A scheme to allow anxious parents to check whether people with access to their children are child sex offenders is to be rolled out across Britain. A year-long pilot scheme in four counties saw one in ten calls to police uncover evidence of a criminal past. Out of 315 applications for information, details of 21 pedophiles were revealed. Information regarding 11 other individuals who had committed different criminal offences, often violent, was also divulged. The scheme will go nationwide in March 2011.


U.N. Secretary-General Ban Ki-moon marked International Women's Day Wednesday, March 3, 2010 calling for gender equality and the empowerment of women, saying that until women and girls are liberated from poverty and injustice; peace, security and sustainable development stand in jeopardy.

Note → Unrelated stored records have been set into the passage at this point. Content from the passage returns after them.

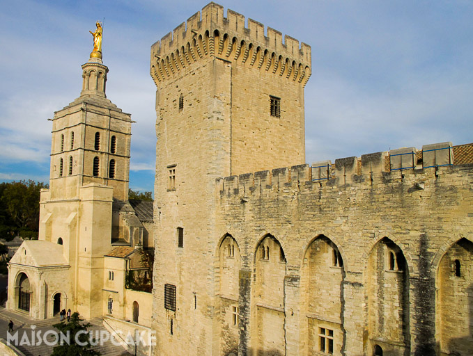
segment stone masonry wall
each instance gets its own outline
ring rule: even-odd
[[[256,266],[257,270],[254,261],[260,253],[259,243],[267,234],[281,243],[287,261],[286,276],[274,282],[265,280],[264,288],[277,294],[279,284],[284,283],[285,332],[295,337],[293,342],[287,343],[286,355],[305,354],[308,346],[319,342],[314,335],[317,330],[304,321],[304,302],[309,303],[309,309],[311,302],[318,303],[313,310],[323,314],[318,318],[327,319],[327,329],[330,323],[341,321],[341,328],[334,332],[334,355],[341,351],[370,354],[375,344],[393,355],[427,355],[440,343],[435,330],[444,321],[437,321],[435,326],[437,271],[442,256],[452,244],[463,238],[473,240],[473,165],[385,172],[384,164],[378,168],[370,164],[368,169],[366,157],[362,161],[365,164],[361,175],[349,169],[341,171],[340,167],[347,161],[342,160],[335,175],[323,181],[312,181],[316,170],[302,165],[217,181],[216,238],[229,234],[235,238],[242,251],[242,266]],[[288,282],[288,277],[292,281],[301,275],[307,278],[304,257],[318,236],[326,236],[343,258],[345,277],[339,289],[339,313],[335,308],[324,314],[332,307],[330,283],[339,282],[324,282],[323,269],[313,270],[309,280],[311,284],[328,289],[322,296],[311,297],[313,292],[307,286]],[[389,251],[395,259],[392,271]],[[466,256],[471,259],[471,252]],[[332,257],[322,258],[330,261]],[[467,268],[465,275],[470,275]],[[263,282],[255,270],[249,288],[258,291]],[[459,288],[456,295],[467,295],[467,286]],[[313,302],[304,302],[311,299]],[[466,300],[458,302],[467,305]],[[240,298],[239,303],[240,310],[249,306],[251,315],[258,313],[249,298]],[[471,310],[468,315],[466,321],[472,318]],[[250,320],[245,329],[240,325],[240,333],[248,333],[253,339],[258,336],[252,330],[259,327]],[[274,324],[274,332],[278,330]],[[454,335],[444,332],[442,337],[448,339],[445,344]],[[242,339],[245,337],[240,335]],[[341,351],[339,346],[343,346]]]

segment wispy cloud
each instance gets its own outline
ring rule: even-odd
[[[253,18],[311,46],[313,74],[305,90],[309,163],[472,140],[471,1],[316,0],[299,1],[299,11],[282,0],[217,2],[225,15],[231,8],[247,21]],[[150,47],[203,5],[190,0],[2,4],[0,165],[6,168],[0,179],[33,177],[38,165],[49,170],[52,127],[46,119],[79,96],[80,65],[91,49],[88,30],[104,17],[107,97],[137,122],[130,186],[152,190],[156,88],[149,76]]]

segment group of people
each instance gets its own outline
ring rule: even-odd
[[[65,319],[66,315],[68,316],[68,323],[69,323],[69,321],[70,321],[70,309],[68,309],[67,312],[65,312],[65,309],[62,309],[61,312],[59,312],[59,315],[61,316],[61,321],[63,321],[64,319]]]

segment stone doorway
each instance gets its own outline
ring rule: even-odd
[[[56,315],[61,312],[61,293],[56,293],[54,294],[52,314]]]
[[[139,315],[139,306],[137,302],[133,302],[133,322],[138,323],[138,316]]]

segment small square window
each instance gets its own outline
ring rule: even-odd
[[[274,118],[281,118],[281,99],[270,96],[270,113]]]
[[[327,355],[334,354],[334,330],[318,328],[319,350]]]

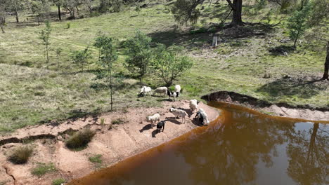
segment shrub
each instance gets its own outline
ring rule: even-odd
[[[65,142],[66,146],[71,149],[84,148],[95,135],[96,132],[89,128],[75,132]]]
[[[102,159],[101,158],[102,157],[102,155],[98,154],[95,155],[92,157],[89,157],[89,161],[93,163],[98,163],[101,164],[103,163]]]
[[[32,170],[32,174],[41,177],[46,173],[56,171],[56,168],[53,165],[53,163],[39,163],[37,166]]]
[[[103,126],[105,125],[105,118],[101,118],[101,125]]]
[[[65,183],[65,180],[63,179],[56,179],[53,180],[52,185],[60,185],[63,183]]]
[[[113,125],[115,125],[115,124],[122,124],[122,123],[124,123],[124,121],[122,120],[122,118],[118,118],[118,119],[116,119],[116,120],[113,120],[112,121],[112,124]]]
[[[18,146],[13,150],[8,160],[15,164],[24,164],[27,162],[32,152],[32,148],[29,146]]]

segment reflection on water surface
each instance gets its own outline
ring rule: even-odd
[[[328,184],[328,125],[212,104],[221,116],[70,184]]]

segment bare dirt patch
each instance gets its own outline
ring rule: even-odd
[[[146,97],[147,98],[147,97]],[[185,124],[176,120],[169,111],[172,106],[186,110],[191,117]],[[219,116],[217,110],[200,103],[209,121]],[[138,153],[150,149],[183,135],[198,127],[193,121],[195,113],[188,109],[188,101],[165,102],[162,108],[134,108],[124,112],[107,113],[98,116],[67,121],[59,125],[48,124],[27,127],[0,137],[0,182],[6,184],[51,184],[51,181],[63,178],[67,181],[82,177],[96,167],[89,157],[101,155],[101,167],[107,167]],[[159,113],[161,120],[167,119],[164,132],[157,133],[146,121],[147,116]],[[101,124],[103,119],[103,123]],[[121,121],[115,121],[120,119]],[[112,123],[117,123],[112,124]],[[70,132],[84,128],[96,130],[96,135],[82,151],[69,150],[64,141]],[[14,165],[6,160],[10,151],[22,142],[33,146],[34,152],[27,163]],[[37,163],[53,163],[57,170],[38,177],[31,174]]]

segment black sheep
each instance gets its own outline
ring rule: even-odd
[[[166,121],[162,121],[157,124],[157,132],[161,132],[161,128],[162,128],[162,132],[164,130],[164,123],[166,123]]]
[[[197,112],[197,114],[195,115],[195,118],[199,118],[199,122],[200,123],[203,125],[204,123],[203,123],[203,116],[201,114],[201,113],[200,113],[199,111]]]

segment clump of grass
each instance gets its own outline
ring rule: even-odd
[[[9,181],[0,181],[0,185],[5,185],[7,184],[7,182],[8,182]]]
[[[95,134],[95,131],[89,128],[77,132],[66,141],[66,146],[70,149],[79,150],[84,149],[91,141]]]
[[[57,170],[53,163],[38,163],[37,166],[32,170],[31,173],[34,175],[41,177],[46,173],[56,172]]]
[[[100,123],[101,125],[103,126],[105,125],[105,118],[101,118],[101,123]]]
[[[15,164],[24,164],[29,160],[33,152],[30,146],[21,146],[16,147],[9,155],[8,160]]]
[[[120,125],[120,124],[122,124],[124,123],[124,121],[122,120],[122,118],[118,118],[118,119],[116,119],[116,120],[113,120],[112,121],[112,124],[113,125]]]
[[[97,154],[92,157],[89,157],[89,161],[93,163],[101,164],[103,163],[101,157],[102,157],[102,155]]]
[[[51,183],[52,185],[60,185],[63,183],[65,183],[66,181],[64,179],[56,179],[53,180],[53,183]]]

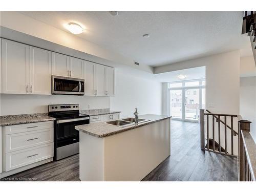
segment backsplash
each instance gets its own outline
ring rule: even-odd
[[[78,103],[80,110],[110,108],[109,97],[18,94],[0,94],[0,115],[48,113],[49,104]]]

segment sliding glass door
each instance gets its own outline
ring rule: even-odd
[[[199,120],[200,105],[199,89],[185,90],[185,119]]]
[[[182,90],[170,90],[170,110],[174,118],[182,118]]]
[[[169,115],[173,119],[199,122],[205,97],[204,79],[169,83]]]

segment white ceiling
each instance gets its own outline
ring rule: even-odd
[[[180,79],[178,76],[185,75],[187,77]],[[175,82],[180,80],[189,80],[205,78],[205,67],[189,68],[182,70],[171,71],[155,74],[154,77],[160,82]]]
[[[21,13],[66,31],[63,24],[78,23],[86,29],[81,38],[153,67],[237,49],[252,54],[248,37],[241,35],[242,11]]]

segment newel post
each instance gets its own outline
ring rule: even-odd
[[[241,136],[242,130],[250,131],[251,121],[247,120],[241,120],[239,122],[239,180],[240,181],[245,181],[245,169],[244,156],[245,155],[244,147],[243,138]]]
[[[205,144],[204,143],[204,110],[200,110],[200,141],[201,149],[204,150]]]

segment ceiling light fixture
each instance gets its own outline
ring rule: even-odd
[[[142,36],[142,37],[143,37],[144,38],[148,38],[150,37],[150,35],[148,35],[148,34],[145,34]]]
[[[117,16],[118,15],[118,11],[110,11],[110,14],[112,16]]]
[[[70,23],[67,25],[67,28],[73,34],[78,35],[82,33],[84,30],[79,25],[75,23]]]
[[[178,77],[179,77],[181,79],[185,79],[187,76],[186,75],[178,75]]]

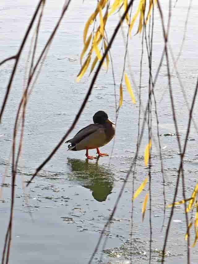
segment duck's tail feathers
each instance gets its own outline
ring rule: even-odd
[[[75,144],[70,144],[68,146],[68,150],[74,150],[74,151],[76,151],[76,148],[75,147]]]

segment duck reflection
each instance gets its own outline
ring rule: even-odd
[[[94,199],[99,202],[106,201],[114,186],[114,174],[109,169],[98,165],[99,157],[95,163],[67,158],[67,164],[72,173],[71,180],[77,181],[82,186],[92,191]]]

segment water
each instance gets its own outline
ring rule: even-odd
[[[47,2],[39,34],[38,52],[43,48],[54,26],[63,3],[63,1],[59,1],[57,6],[55,1]],[[17,52],[37,3],[37,1],[34,1],[28,3],[23,0],[17,1],[17,3],[6,1],[2,5],[2,19],[0,24],[1,35],[3,36],[0,39],[1,59],[13,55]],[[183,37],[187,4],[184,1],[178,1],[176,7],[172,10],[170,39],[175,56],[179,52]],[[165,20],[167,21],[168,3],[163,3],[163,5]],[[100,232],[113,208],[135,153],[139,102],[135,93],[137,104],[136,105],[132,104],[124,88],[123,104],[119,112],[115,145],[110,165],[108,157],[88,162],[84,156],[85,151],[67,152],[66,144],[63,144],[53,158],[35,178],[29,188],[25,189],[25,194],[22,189],[22,181],[29,179],[36,168],[49,154],[69,127],[87,91],[91,80],[88,77],[88,73],[79,84],[76,83],[75,80],[80,68],[80,56],[82,48],[85,23],[95,6],[95,3],[90,1],[85,1],[83,4],[72,1],[53,41],[44,63],[42,72],[30,98],[26,113],[24,148],[16,183],[10,263],[17,262],[22,264],[28,262],[28,263],[34,263],[36,261],[41,263],[44,261],[48,263],[54,263],[55,261],[60,263],[66,262],[72,264],[87,263],[96,245]],[[193,95],[198,67],[195,59],[197,41],[195,37],[197,33],[195,22],[197,21],[197,5],[193,3],[183,51],[178,65],[189,102]],[[107,25],[109,38],[118,18],[117,14],[110,18]],[[153,41],[153,69],[154,72],[159,62],[163,46],[159,18],[157,12]],[[126,25],[124,26],[126,29]],[[135,26],[136,27],[137,25]],[[0,137],[0,176],[2,179],[10,155],[13,124],[23,90],[24,70],[30,41],[30,38],[22,54],[1,124],[0,135],[3,135]],[[139,36],[133,37],[130,41],[129,47],[132,71],[137,85],[141,52],[141,38]],[[145,48],[142,84],[142,99],[144,107],[148,97],[149,76]],[[121,33],[116,37],[111,51],[118,100],[125,52],[124,44]],[[170,64],[172,66],[171,61]],[[1,68],[1,105],[13,65],[13,61],[9,62]],[[129,76],[127,67],[126,71]],[[164,60],[155,89],[158,103],[160,133],[162,135],[175,132],[167,88],[166,74]],[[178,127],[183,144],[188,120],[188,111],[174,73],[173,74],[172,81]],[[135,92],[135,87],[133,86]],[[70,137],[79,129],[91,123],[93,115],[98,110],[106,111],[110,119],[113,121],[115,119],[114,89],[110,67],[107,74],[102,70],[84,110]],[[164,95],[160,103],[164,91]],[[197,108],[196,103],[193,114],[195,119]],[[152,113],[152,125],[155,131],[157,125],[154,106]],[[141,118],[141,123],[143,120]],[[148,140],[147,129],[138,159],[136,188],[147,175],[147,170],[144,164],[144,151]],[[156,135],[155,133],[157,141]],[[197,178],[197,135],[193,127],[190,137],[196,141],[188,141],[185,159],[188,197],[192,191]],[[162,147],[166,146],[162,150],[162,153],[167,182],[166,198],[168,204],[172,202],[175,186],[179,160],[177,154],[179,150],[175,136],[162,136],[160,139]],[[113,141],[101,149],[101,152],[110,154]],[[160,258],[160,252],[158,250],[163,246],[165,229],[160,232],[163,219],[162,180],[158,151],[154,142],[152,147],[152,249],[155,251],[153,253],[152,261],[155,263]],[[90,154],[94,155],[95,152],[91,150]],[[0,206],[1,252],[9,217],[11,188],[9,170],[8,171],[8,177],[5,180],[7,188],[5,187],[3,188],[3,200],[5,202],[1,203]],[[118,205],[111,225],[110,232],[107,234],[109,239],[106,249],[118,248],[122,245],[123,247],[128,248],[127,241],[130,239],[129,233],[131,232],[131,185],[132,178],[130,178]],[[182,199],[181,187],[178,200]],[[139,262],[140,260],[142,263],[148,263],[149,211],[146,211],[143,223],[141,222],[141,212],[147,188],[134,203],[132,230],[133,237],[135,238],[133,246],[134,263]],[[26,206],[27,202],[31,206],[32,216]],[[174,220],[179,219],[182,222],[173,222],[172,224],[167,247],[167,250],[170,253],[166,259],[169,264],[177,263],[178,259],[181,263],[186,262],[186,248],[183,240],[185,223],[182,209],[181,206],[175,209]],[[170,209],[167,209],[165,225],[168,220],[169,212]],[[193,239],[194,234],[192,236],[192,241]],[[99,252],[101,249],[101,247]],[[115,249],[114,250],[116,252]],[[196,247],[192,249],[191,251],[191,263],[196,263]],[[120,255],[120,252],[119,254]],[[118,256],[117,254],[116,256]],[[115,258],[111,256],[109,258],[107,254],[104,254],[103,257],[104,263],[109,261],[110,263],[126,263],[126,262],[127,261],[123,256]],[[97,263],[99,260],[97,258],[100,257],[99,255],[97,255],[94,263]]]

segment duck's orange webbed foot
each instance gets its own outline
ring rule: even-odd
[[[100,157],[104,157],[105,156],[109,156],[109,154],[108,154],[107,153],[101,153],[100,152],[99,149],[98,148],[97,148],[96,149],[97,149],[97,154]]]
[[[89,156],[89,154],[88,153],[88,150],[87,149],[86,151],[86,154],[85,154],[85,156],[88,159],[94,159],[94,158],[97,158],[97,157],[96,157]]]

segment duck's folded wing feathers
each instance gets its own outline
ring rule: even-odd
[[[73,138],[66,141],[66,143],[70,142],[72,144],[77,144],[86,137],[88,136],[102,127],[100,124],[91,124],[80,130]]]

International Women's Day will be marked around the world on Monday, March 8, 2010, but the United Nations has begun official observances on the sidelines of the Commission on the Status of Women conference, which has brought more than 2,000 women together from around the world at U.N. headquarters. The Commission is reviewing progress on women's rights in the 15 years since the so-called Beijing Declaration platform of action was agreed. The Declaration sets out the framework for advancing equality, development and peace for the world's women.


Canadian Prime Minister Stephen Harper may seek to change the country's national anthem "O Canada" by reverting to an older "gender neutral" version. The government will ask Parliament to examine the original gender-neutral English wording of the national anthem, according to the text of the so-called Throne Speech given this week to open a new legislative session.

The present lyrics to the anthem include the line "True patriot love in all thy sons command," while a 1908 poem on which it's based has the line "True patriot love thou dost in us command," according to the country's Heritage Department.